Effects of different treatments on organic matter content
It can be seen from Table 6 that the reduction of organic matter content in treatment A1 was the largest (-12.89%), which might be related to its bareness, sufficient water supplement, good ventilation, fast diffusion of gas produced during fermentation (carbon dioxide, biogas), and fast fermentation. The organic matter contents in treatments A2-A5 showed a continuously decreasing law, which might mean that the degradation of organic matter was becoming more and more complete.
Conclusions and Discussion
The results of the study showed that: chicken manure should not be preserved in a wet state, and it should be preserved after air-drying, and then fermented before application. Necessary moisture, simple sealing treatment and a certain amount of N element were conducive to simple fermentation of chicken manure. Treatments A3 and A4 were more suitable for direct production. The monitoring results of treatments A1 to A6 showed that during the simple fermentation of chicken manure, the temperature of 30 cm deep in the fermentation stack was highest at 55 ℃, so treatment 6 was not reported in this study.
Simple fermentation should be carried out in summer when the temperature is higher, so that there is enough fermentation temperature and time. Short fermentation time and insufficient fermentation temperature will affect fertilizer efficiency and even more affect the application of base fertilizer in autumn. However, the price of compost is greatly affected by the season. Generally, the price is more expensive in summer and cheaper in autumn. Therefore, the relationship between the two must be well handled in production.
C/N of farmyard manure such as chicken manure is generally low. Too low C/N will make microorganisms flourish, and even local anaerobic, emitting unpleasant odor. Meanwhile, a large amount of ammonia is released in the form of gas, which reduces fertilizer efficiency. Too high C/N will make microorganisms unable to multiply fast due to lack of nitrogen and slow the progress of composting. Simple fermentation can be added with straw, sawn wood, etc., to increase C/N.

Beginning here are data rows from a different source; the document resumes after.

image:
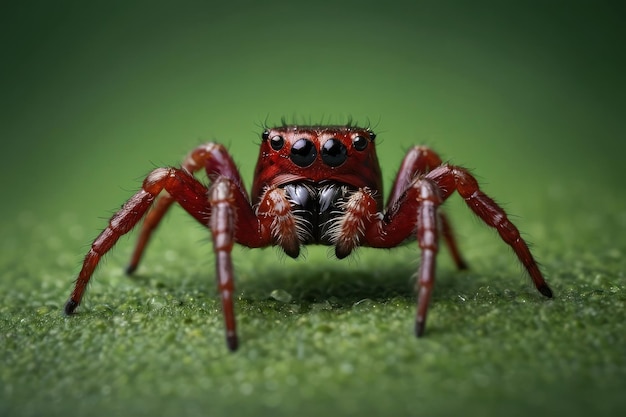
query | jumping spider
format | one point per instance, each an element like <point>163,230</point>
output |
<point>312,185</point>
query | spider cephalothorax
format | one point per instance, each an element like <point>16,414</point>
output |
<point>312,185</point>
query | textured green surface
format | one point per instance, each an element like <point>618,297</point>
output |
<point>531,97</point>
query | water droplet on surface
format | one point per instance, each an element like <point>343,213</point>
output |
<point>281,295</point>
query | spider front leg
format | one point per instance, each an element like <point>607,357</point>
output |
<point>450,178</point>
<point>190,193</point>
<point>217,161</point>
<point>418,161</point>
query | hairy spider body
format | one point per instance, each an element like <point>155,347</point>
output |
<point>312,185</point>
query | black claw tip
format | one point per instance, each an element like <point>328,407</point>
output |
<point>232,342</point>
<point>70,306</point>
<point>420,326</point>
<point>341,252</point>
<point>292,252</point>
<point>545,290</point>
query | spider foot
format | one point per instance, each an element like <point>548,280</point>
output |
<point>70,306</point>
<point>420,326</point>
<point>232,342</point>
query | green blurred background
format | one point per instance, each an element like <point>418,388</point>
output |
<point>94,93</point>
<point>530,95</point>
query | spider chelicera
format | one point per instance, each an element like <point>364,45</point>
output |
<point>312,185</point>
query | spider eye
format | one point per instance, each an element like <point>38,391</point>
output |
<point>359,143</point>
<point>277,142</point>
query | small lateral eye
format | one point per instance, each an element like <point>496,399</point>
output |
<point>277,142</point>
<point>359,143</point>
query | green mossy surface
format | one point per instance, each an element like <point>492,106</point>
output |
<point>528,96</point>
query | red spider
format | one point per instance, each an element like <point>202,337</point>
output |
<point>312,184</point>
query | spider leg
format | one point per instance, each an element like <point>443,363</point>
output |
<point>416,212</point>
<point>188,191</point>
<point>418,161</point>
<point>215,158</point>
<point>450,178</point>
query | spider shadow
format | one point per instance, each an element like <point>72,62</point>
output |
<point>307,281</point>
<point>345,282</point>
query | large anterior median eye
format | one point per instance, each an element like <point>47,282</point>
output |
<point>303,152</point>
<point>334,153</point>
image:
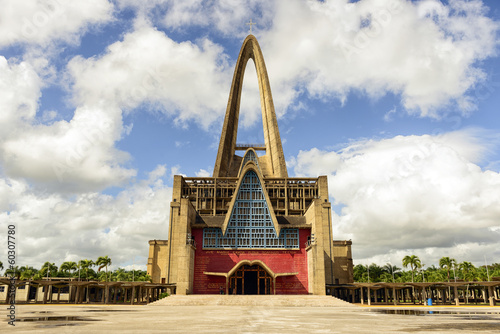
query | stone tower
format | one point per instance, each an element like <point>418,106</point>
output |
<point>250,229</point>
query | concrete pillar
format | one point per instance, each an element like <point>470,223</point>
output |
<point>45,293</point>
<point>36,294</point>
<point>490,295</point>
<point>77,295</point>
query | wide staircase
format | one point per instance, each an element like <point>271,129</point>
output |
<point>252,300</point>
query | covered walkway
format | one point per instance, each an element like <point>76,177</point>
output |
<point>441,293</point>
<point>77,292</point>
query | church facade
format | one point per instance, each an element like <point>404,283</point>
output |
<point>250,229</point>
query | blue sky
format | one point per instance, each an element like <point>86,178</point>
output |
<point>102,102</point>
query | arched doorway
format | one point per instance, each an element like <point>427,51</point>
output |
<point>250,280</point>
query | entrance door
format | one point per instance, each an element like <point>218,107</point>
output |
<point>250,280</point>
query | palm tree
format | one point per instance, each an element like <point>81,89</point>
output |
<point>468,271</point>
<point>413,261</point>
<point>16,271</point>
<point>103,261</point>
<point>448,263</point>
<point>375,272</point>
<point>28,272</point>
<point>390,269</point>
<point>68,266</point>
<point>86,264</point>
<point>48,269</point>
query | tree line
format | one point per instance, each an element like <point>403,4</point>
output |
<point>448,270</point>
<point>82,269</point>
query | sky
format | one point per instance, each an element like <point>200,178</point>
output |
<point>103,101</point>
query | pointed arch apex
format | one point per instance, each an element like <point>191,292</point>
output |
<point>224,165</point>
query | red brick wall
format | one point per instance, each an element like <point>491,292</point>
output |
<point>279,261</point>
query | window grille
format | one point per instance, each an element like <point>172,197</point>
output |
<point>249,156</point>
<point>250,224</point>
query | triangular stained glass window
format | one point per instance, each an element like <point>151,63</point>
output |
<point>249,156</point>
<point>250,224</point>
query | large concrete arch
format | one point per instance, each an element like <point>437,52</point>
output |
<point>274,157</point>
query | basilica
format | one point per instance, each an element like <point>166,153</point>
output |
<point>250,228</point>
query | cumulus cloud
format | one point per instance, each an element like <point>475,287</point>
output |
<point>41,22</point>
<point>413,194</point>
<point>75,155</point>
<point>425,52</point>
<point>186,80</point>
<point>57,228</point>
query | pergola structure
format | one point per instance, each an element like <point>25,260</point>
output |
<point>89,291</point>
<point>443,293</point>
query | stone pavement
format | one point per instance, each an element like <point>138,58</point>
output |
<point>259,318</point>
<point>252,300</point>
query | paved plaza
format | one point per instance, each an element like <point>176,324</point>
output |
<point>225,314</point>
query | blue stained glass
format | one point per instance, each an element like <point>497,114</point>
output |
<point>249,156</point>
<point>250,224</point>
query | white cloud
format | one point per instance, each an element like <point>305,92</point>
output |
<point>424,51</point>
<point>414,194</point>
<point>186,80</point>
<point>52,227</point>
<point>78,155</point>
<point>20,87</point>
<point>203,173</point>
<point>43,21</point>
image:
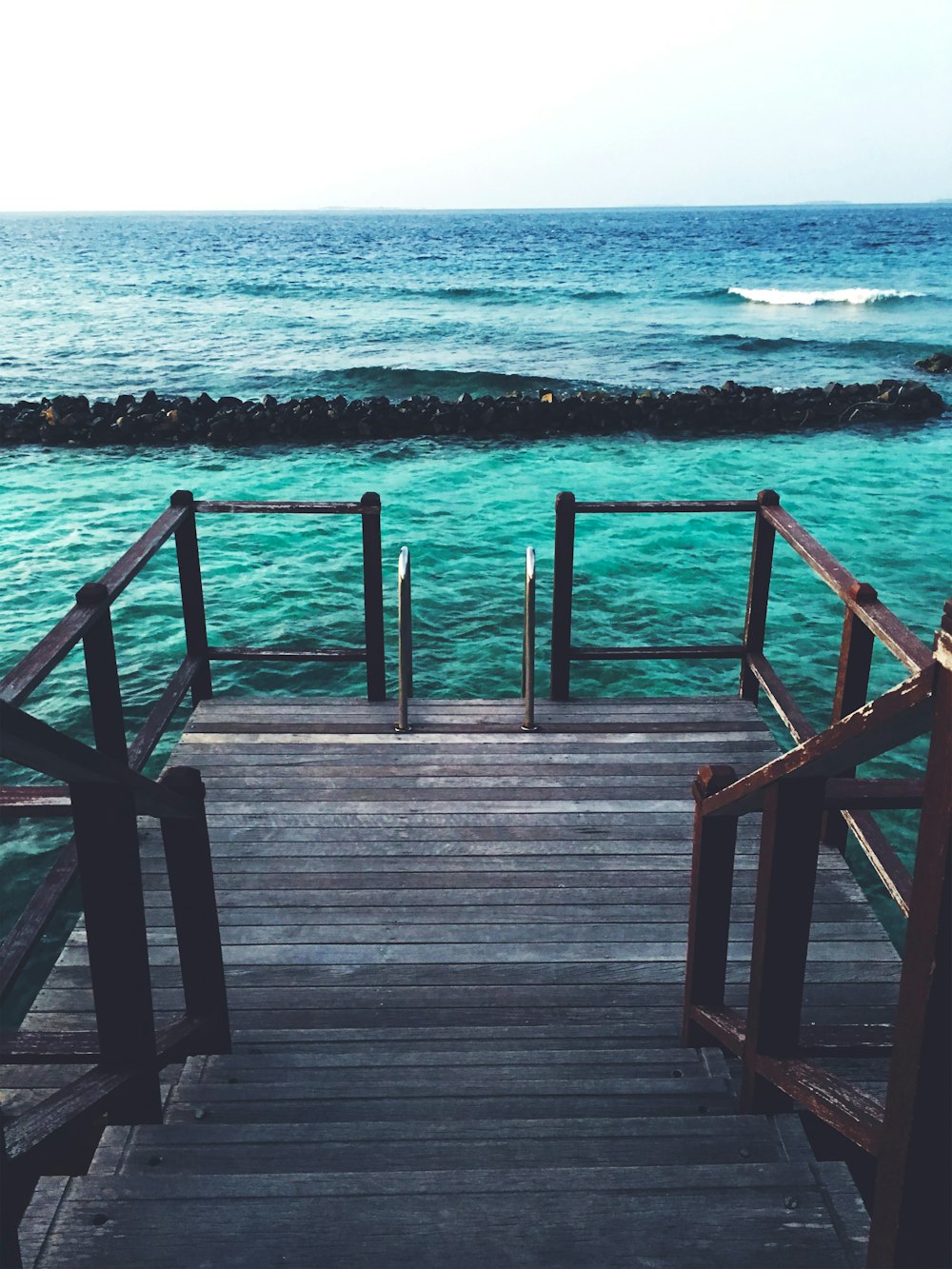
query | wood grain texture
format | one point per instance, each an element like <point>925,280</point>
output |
<point>455,963</point>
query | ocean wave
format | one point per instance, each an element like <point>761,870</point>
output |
<point>845,296</point>
<point>828,347</point>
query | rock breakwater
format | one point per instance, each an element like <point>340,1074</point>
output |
<point>154,420</point>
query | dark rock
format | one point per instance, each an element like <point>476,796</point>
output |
<point>940,363</point>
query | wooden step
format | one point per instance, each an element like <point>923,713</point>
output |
<point>748,1216</point>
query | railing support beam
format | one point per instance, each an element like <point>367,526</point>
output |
<point>758,593</point>
<point>188,858</point>
<point>192,595</point>
<point>528,644</point>
<point>563,571</point>
<point>406,636</point>
<point>711,887</point>
<point>786,879</point>
<point>910,1221</point>
<point>110,879</point>
<point>373,597</point>
<point>852,688</point>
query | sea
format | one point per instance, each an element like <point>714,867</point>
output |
<point>402,304</point>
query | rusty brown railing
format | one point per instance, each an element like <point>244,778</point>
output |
<point>909,1135</point>
<point>866,622</point>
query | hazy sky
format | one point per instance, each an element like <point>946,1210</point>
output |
<point>117,104</point>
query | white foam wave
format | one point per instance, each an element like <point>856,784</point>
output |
<point>848,296</point>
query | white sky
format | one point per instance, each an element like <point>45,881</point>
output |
<point>117,104</point>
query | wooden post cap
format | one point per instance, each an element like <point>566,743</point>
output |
<point>183,780</point>
<point>863,591</point>
<point>712,780</point>
<point>91,594</point>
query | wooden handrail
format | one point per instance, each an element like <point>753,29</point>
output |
<point>859,597</point>
<point>669,507</point>
<point>889,721</point>
<point>34,744</point>
<point>248,507</point>
<point>661,652</point>
<point>68,632</point>
<point>910,1135</point>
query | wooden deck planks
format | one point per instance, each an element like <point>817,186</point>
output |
<point>463,948</point>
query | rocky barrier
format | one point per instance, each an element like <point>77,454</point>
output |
<point>152,420</point>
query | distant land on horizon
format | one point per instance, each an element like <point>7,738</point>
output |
<point>333,208</point>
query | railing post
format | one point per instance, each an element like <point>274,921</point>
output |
<point>852,690</point>
<point>406,650</point>
<point>103,674</point>
<point>910,1221</point>
<point>711,887</point>
<point>192,595</point>
<point>188,858</point>
<point>563,571</point>
<point>15,1197</point>
<point>528,644</point>
<point>110,880</point>
<point>373,597</point>
<point>786,877</point>
<point>758,593</point>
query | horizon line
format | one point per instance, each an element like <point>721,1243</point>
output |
<point>407,208</point>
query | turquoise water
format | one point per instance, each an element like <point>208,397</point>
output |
<point>391,304</point>
<point>396,304</point>
<point>876,499</point>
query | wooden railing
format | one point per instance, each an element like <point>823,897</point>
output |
<point>909,1138</point>
<point>406,641</point>
<point>866,622</point>
<point>103,791</point>
<point>89,622</point>
<point>126,1051</point>
<point>528,644</point>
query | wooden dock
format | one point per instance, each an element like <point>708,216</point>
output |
<point>565,983</point>
<point>455,963</point>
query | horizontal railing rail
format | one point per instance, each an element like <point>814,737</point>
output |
<point>371,654</point>
<point>909,1136</point>
<point>867,621</point>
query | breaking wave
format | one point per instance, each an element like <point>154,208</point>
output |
<point>847,296</point>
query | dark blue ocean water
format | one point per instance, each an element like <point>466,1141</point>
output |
<point>396,304</point>
<point>400,304</point>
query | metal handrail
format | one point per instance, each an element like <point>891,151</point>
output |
<point>406,654</point>
<point>528,644</point>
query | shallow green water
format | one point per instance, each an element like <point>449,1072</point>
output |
<point>878,499</point>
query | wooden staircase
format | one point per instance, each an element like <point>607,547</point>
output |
<point>455,963</point>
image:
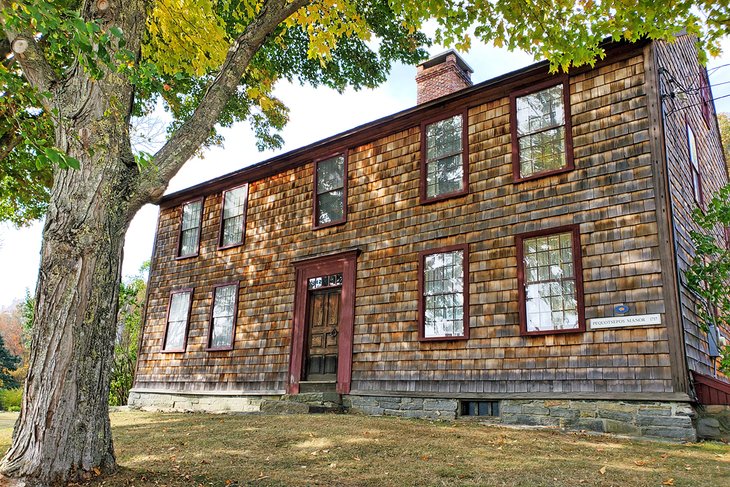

Farmyard manure inevitably produces a large amount of carbon dioxide and biogas during the fermentation process, resulting in greenhouse effect. The establishment of a dynamic detection system for the content of carbon dioxide and biogas in the orchard is beneficial to control the burning of straw and pruned branches in field on the one hand, and on the other hand, it can monitor whether the orchard is applied with unripe organic fertilizer, so as to achieve the purpose of a green and environmentally friendly orchard.
References
[1] KOU JC, YANG WQ, HAN MY, et al. Research progress on interplanting grass in orchard in China[J]. Pratacultural Science, 2010, 27(7): 154-159. (in Chinese)
[2] HUI ZM, LI H, LI YL, et al. Research progress of orchard grass on soil properties[J]. Chinese Agricultural Science Bulletin, 2005, 21(5): 284-287. (in Chinese)
[3] LYU DG, LI FD, QIN SJ, et al. Effect of mowing on ecological factors of near-surface grassfield in grass covered orchard[J]. Northern Horticulture, 2007(11): 37-39. (in Chinese)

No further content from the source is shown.